W 2017 roku WHO szacowała, że depresja dotyka 2 800 000 mieszkańców Ukrainy. Nasi wschodni sąsiedzi odnotowują również bardzo wysoki wskaźnik samobójstw, który plasuje ich na trzecim miejscu w Europie. Wojna pogłębi te problemy: według prognoz, z problemami psychicznymi mierzyć będą się nawet kolejne 4 miliony Ukrainek i Ukraińców.
W 2017 roku Światowa Organizacja Zdrowia (WHO) opublikowała badanie[1], w którym oszacowano liczbę osób dotkniętych depresją w państwach na całym świecie. Na szczycie tej niepokojącej listy znalazła się Ukraina, w której wskaźnik osób dotkniętych depresją wynosił 6,2% populacji, czyli około 2 800 000 Ukrainek i Ukraińców. Dwa lata później, w badaniu Banku Światowego dotyczącym samobójstw, Ukraina ze wskaźnikiem niemal 22 samobójstw na 100 000 osób znów znalazła się w tragicznej światowej i europejskiej czołówce[2].
Trwająca obecnie wojna może znacząco pogłębić te problemy. Wedle opublikowanego w czasopiśmie naukowym Lancet[3] badania ocenia się, że na różnego rodzaju zaburzenia psychiczne cierpi nawet 22% osób, które zostały dotknięte przez wojnę. Przyjmując, że – jak podaje ONZ – wojna wpłynęła bezpośrednio na życie około 18 milionów Ukrainek i Ukraińców, z traumami i innymi psychicznymi konsekwencjami konfliktu mierzyć będzie się niemal 4 miliony z nich.

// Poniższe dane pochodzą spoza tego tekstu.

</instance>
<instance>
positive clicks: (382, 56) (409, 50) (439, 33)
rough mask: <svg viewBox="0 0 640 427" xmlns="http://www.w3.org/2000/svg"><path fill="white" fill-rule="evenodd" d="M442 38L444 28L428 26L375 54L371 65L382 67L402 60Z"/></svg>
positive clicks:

– Jeszcze przed wojną ciężkie choroby psychiczne były w Ukrainie jedną z najczęstszych przyczyn orzeczeń o niepełnosprawności – komentuje Małgorzata Olasińska-Chart z Polskiej Misji Medycznej. – Na dodatek, w starszych pokoleniach leczenie psychiatryczne jest często nadal stygmatyzowane, co nie pomaga w profilaktyce tych chorób.
Ta nieufność wiąże się między innymi z sowiecką przeszłością kraju: w ZSRR przymusowe leczenie psychiatryczne było represją stosowaną wobec politycznych dysydentów. Teraz traumy wojenne i wynikające z nich problemy psychiczne mogą dotknąć także najmłodszych: w badaniach przeprowadzonych przez organizację World Vision wśród ukraińskich uchodźców wewnętrznych, obawę o dobrostan psychiczny swoich dzieci wyrażało aż 45% rodziców.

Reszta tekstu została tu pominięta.